HOW TO KNOW IF THE EXPONENTIAL FUNCTION IS GROWTH OR DECAY

Exponential function will be in the form

y = ab^x-h + k

From the equation given, how to check if it is growth or decay ?

Here the value of b will decide whether the function is exponential growth or decay.

• If b > 1, then it is exponential growth function.
• If b lies in between 0 and 1, then it is exponential decay function.

y = 3(2)x y = 3(1/2)x

2 > 1, it is exponential growth 0 < 1/2 < 1, it is exponential decay

From the graph given, how to check if it is growth or decay ?

Exponential growth :

By observing the graph from left to right, it is going up. Then , it is exponential growth function.

Exponential decay :

By observing the graph from left to right, it is going down. Then , it is exponential decay function.

Classify the function is exponential growth or decay.

Problem 1 :

y = 3(2/7)^x

Solution :

Here a = 3 and b = 2/7, 0 < b < 1

So, it is exponential decay function.

Problem 2 :

y = 8(5/2)^x

Solution :

Here a = 8 and b = 5/2, 0 < b < 1

So, it is exponential decay function.

Problem 3 :

y = (1/4)(3)^x

Solution :

Here a = 1/4 and b = 3, b > 1

So, it is exponential growth function.

Problem 4 :

y = (4/3)(3/5)^x

Solution :

Here a = 4/3 and b = 3/5, b < 1

So, it is exponential decay function.

Problem 5 :

Each day, 10% of a certain drug dissipates from the system.

a. Classify the function representing this situation as either exponential growth or decay, and identify the growth or decay factor. Then graph the function.

b. How much of the original amount remains in the system after 9 days?

c. If a second dose should not be taken if more than 50% of the original amount is in the system, when should the label say it is safe to redose?

Design the label and explain your reasoning.

Solution :

Each day, the quantity of drug dissipates. Then, it must be exponential decay function.

a.  The original quantity of drug be 100%, decreasing rate is 10%

The required function will be y = a(1 - r%)^x

Initial value = 100

y = 100(1 - 10%)^x

y = 100(90%)^x

y = 100(0.90)^x

Where x is the number of days.

b.  After 9 days.

y = 100(0.90)⁹

y = 38.74

Quantity of drug remaining = 100 - 38.74

= 61.26

c.

So, approximately after 7th day it is safe to redose.

Problem 6 :

The function P(x) = 2.28(0.9)^x can be used to model the number of pay phones in millions x years since 1999.
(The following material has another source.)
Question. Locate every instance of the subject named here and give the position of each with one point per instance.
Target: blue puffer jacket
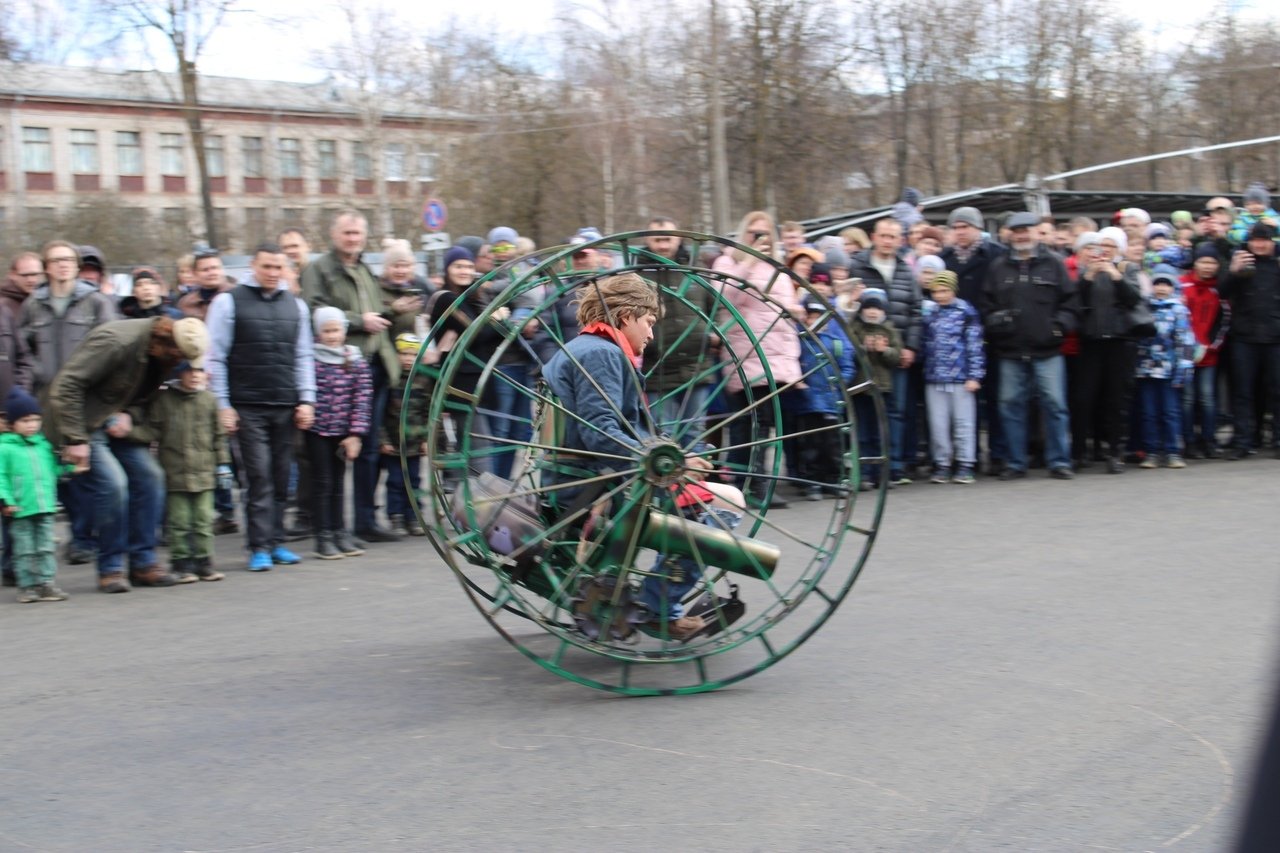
(824, 391)
(952, 343)
(1169, 354)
a. Classify the function representing this situation as either exponential growth or decay, and identify the growth or decay factor. Then graph the function.

b. Explain what the P(x)-intercept and the asymptote represent in this situation

Solution :

P(x) = 2.28(0.9)^x

Here b = 0.9 < 1, then it is exponential decay function.

To draw the graph, we find y-intercept and asymptote :

To find y-intercept, we apply x = 0

P(0) = 2.28(0.9)⁰

= 2.28(1)

= 2.28

Horizontal asymptote :

y = 0 or x-axis

b. y-intercept is 2.28 when x = 0

(0, 2.28)

Horizontal asymptote is y = 0

The number of pay phones can approach 0, but will never equal 0. This makes sense as there will probably always be a need for some pay phones

Problem 7 :

A sequence of numbers follows a pattern in which the next number is 125% of the previous number. The first number in the pattern is 18.

a. Write the function that represents the situation.

b. Classify the function as either exponential growth or decay, and identify the growth or decay factor. Then graph the function for the first 10 numbers.

c. What is the value of the tenth number? Round to the nearest whole number.

Solution :

a) The initial value = 18

Fist number = 18

Second number = 125% of 18

Third number = 125% of (125% of 18)

= 1.25 (1.25 x 18)

= 18(1.25)²

Fourth number will be 18(1.25)³

In this way, to find the nth number we will use the formula

18(1.25)^n-1

b) Growth factor :

= 18(1.25)^n-1

Here b = 1.25 > 1, it is growth function and its growth factor will be 1.25.

c) Finding the 10^th number :

= 18(1.25)^{10 - 1}

= 18(1.25)⁹

= 18(7.45)

= 134.11

10^th term of the pattern is 134.

Problem 8 :

A substance decays 35% each day. After 8 days, there are 8 milligrams of the substance remaining. How many milligrams were there initially?

Solution :

Let us consider 100% of substance initially.

Every day 35% decays.

P(x) = a(1 - r%)^x

= a(1 - 35%)^x

p(x) = a(0.65)^x

8 = a(0.65)⁸

8/0.0318 = a

a = 251.5

a = 252 milligram

So, there was 252 milligrams of substance initially.